Photo by J. Turner-Turner, Esq.

DIVING-PIGS.

Half-wild pigs, found in Florida, where they live on refuse fish. (See [next page])

In India the wild boar of Europe and North Africa is replaced by a closely allied species (distinguished by a crest of long black bristles upon the neck and back), which furnishes some of the finest and most exciting sport in the world to mounted hunters armed with a sharp spear. There is not a pluckier or more fearless beast living than the boar; and as he carries long and extremely sharp tusks, and never scruples to use them, he is an exceedingly dangerous opponent when wounded and enraged. Severe and even fatal accidents have happened in the pursuit of this determined beast of chase. When at bay, the boar is absolutely reckless of life; and although pierced and mortally wounded by the spear, will yet force himself up the shaft, and with his dying effort inflict gaping wounds on the horse bearing his attacker.

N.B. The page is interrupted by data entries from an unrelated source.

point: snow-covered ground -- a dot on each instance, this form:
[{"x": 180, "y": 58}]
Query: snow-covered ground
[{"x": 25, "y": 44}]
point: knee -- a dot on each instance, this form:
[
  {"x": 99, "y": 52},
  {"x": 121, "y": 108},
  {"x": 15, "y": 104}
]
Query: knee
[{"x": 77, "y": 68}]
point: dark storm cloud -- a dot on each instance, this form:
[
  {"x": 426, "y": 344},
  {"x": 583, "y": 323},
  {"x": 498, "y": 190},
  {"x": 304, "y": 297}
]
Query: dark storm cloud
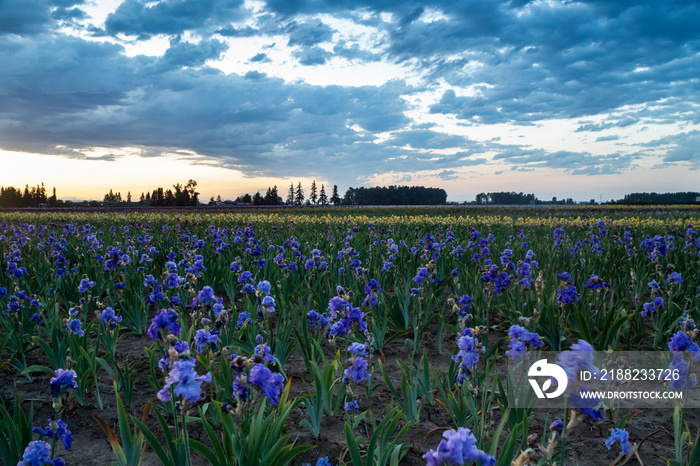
[
  {"x": 606, "y": 64},
  {"x": 99, "y": 97},
  {"x": 35, "y": 16},
  {"x": 684, "y": 147}
]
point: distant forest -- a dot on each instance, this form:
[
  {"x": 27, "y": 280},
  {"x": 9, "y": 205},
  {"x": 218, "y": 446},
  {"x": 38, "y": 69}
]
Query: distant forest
[
  {"x": 187, "y": 195},
  {"x": 395, "y": 195},
  {"x": 660, "y": 198}
]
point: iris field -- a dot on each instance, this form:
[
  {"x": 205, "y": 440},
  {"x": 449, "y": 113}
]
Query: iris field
[{"x": 336, "y": 336}]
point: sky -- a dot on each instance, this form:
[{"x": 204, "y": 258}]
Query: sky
[{"x": 588, "y": 100}]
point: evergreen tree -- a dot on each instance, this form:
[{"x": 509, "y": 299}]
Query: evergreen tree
[
  {"x": 313, "y": 197},
  {"x": 299, "y": 195},
  {"x": 290, "y": 195},
  {"x": 335, "y": 198},
  {"x": 322, "y": 198},
  {"x": 191, "y": 193}
]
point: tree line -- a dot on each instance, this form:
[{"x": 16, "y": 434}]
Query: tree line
[
  {"x": 31, "y": 197},
  {"x": 660, "y": 198},
  {"x": 395, "y": 195},
  {"x": 178, "y": 196}
]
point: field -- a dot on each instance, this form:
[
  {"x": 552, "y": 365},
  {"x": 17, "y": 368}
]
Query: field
[{"x": 367, "y": 336}]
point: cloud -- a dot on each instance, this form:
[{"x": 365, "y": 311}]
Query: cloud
[
  {"x": 307, "y": 34},
  {"x": 190, "y": 54},
  {"x": 312, "y": 56},
  {"x": 260, "y": 58},
  {"x": 29, "y": 17},
  {"x": 598, "y": 65},
  {"x": 145, "y": 19}
]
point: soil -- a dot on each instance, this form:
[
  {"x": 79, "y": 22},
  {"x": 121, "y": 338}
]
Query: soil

Indian shikaris, to illustrate the courage of the wild boar, say that he has the hardihood to drink at a river between two tigers; and Colonel R. Heber Percy mentions, in the Badminton volumes on "Big Game Shooting," that "several cases are on record in which an old boar has beaten off a tiger, and some in which the latter has been killed by a boar. The boar's extraordinary activity and sharp tusks make him no mean adversary, and his short neck makes it difficult for a tiger to seize it and give it that fatal wrench with which he likes to polish off his victims." A wild boar will stand as much as 3 feet at the shoulder—some sportsmen affirm considerably more—and weigh more than 300 lbs. The finest boar's tusk known is one mentioned in Rowland Ward's "Records of Big Game." This measures 11½ inches over the curve. It came from the Caucasus, and is in the possession of Colonel Veernhof.